Shares in Metro AG surged on Wednesday after the German retailer said it was planning to split into two independent and sector-focused companies through a demerger of the group.

Metro said it would create a wholesale and food specialist group and a consumer electronics products and services group. Both entities would be individually stock listed with their own distinct profile, management and supervisory boards.

The retailer said giving each company’s management full control over corporate strategies would further increase customer focus, accelerate growth of the businesses, simplify structures and improve time-to-market and operational excellence.

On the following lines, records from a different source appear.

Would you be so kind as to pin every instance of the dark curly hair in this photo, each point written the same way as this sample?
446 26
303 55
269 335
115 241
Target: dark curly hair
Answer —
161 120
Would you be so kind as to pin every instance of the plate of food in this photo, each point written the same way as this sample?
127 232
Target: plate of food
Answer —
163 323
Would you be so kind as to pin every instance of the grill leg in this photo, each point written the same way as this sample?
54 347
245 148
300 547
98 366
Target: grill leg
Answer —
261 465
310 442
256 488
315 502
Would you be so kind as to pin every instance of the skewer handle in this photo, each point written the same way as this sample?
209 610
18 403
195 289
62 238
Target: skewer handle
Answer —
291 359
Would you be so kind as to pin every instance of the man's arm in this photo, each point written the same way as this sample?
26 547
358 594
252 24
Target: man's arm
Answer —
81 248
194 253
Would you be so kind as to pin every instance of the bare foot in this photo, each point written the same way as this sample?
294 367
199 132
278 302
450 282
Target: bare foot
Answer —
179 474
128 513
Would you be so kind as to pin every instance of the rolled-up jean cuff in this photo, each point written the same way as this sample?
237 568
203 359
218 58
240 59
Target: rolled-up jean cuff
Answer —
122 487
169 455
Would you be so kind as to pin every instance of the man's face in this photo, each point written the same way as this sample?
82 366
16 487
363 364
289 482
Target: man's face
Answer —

In addition, the demerger – the implementation of which is expected in mid-2017 – would mean both entities would be able to independently pursue acquisition and partnership strategies.

Chief executive officer Olaf Koch said: “Both our Wholesale and Food Specialist business as well as our Consumer Electronics business have continued to commercially improve, are on a steady successful path and are best-equipped for an independent future.

“Our shareholders would effectively own two well positioned market leaders, both of whom are increasingly focusing on their respective business areas and are generating more value for customers, employees and business partners."

The demerger would be executed through a spin-off of Metro Cash and Carry, Real and other related businesses and services companies from current Metro AG, which would subsequently fully focus on the consumer electronics sector under a new company name.

At 0906 GMT, Metro shares were up 7.1% to €26.32.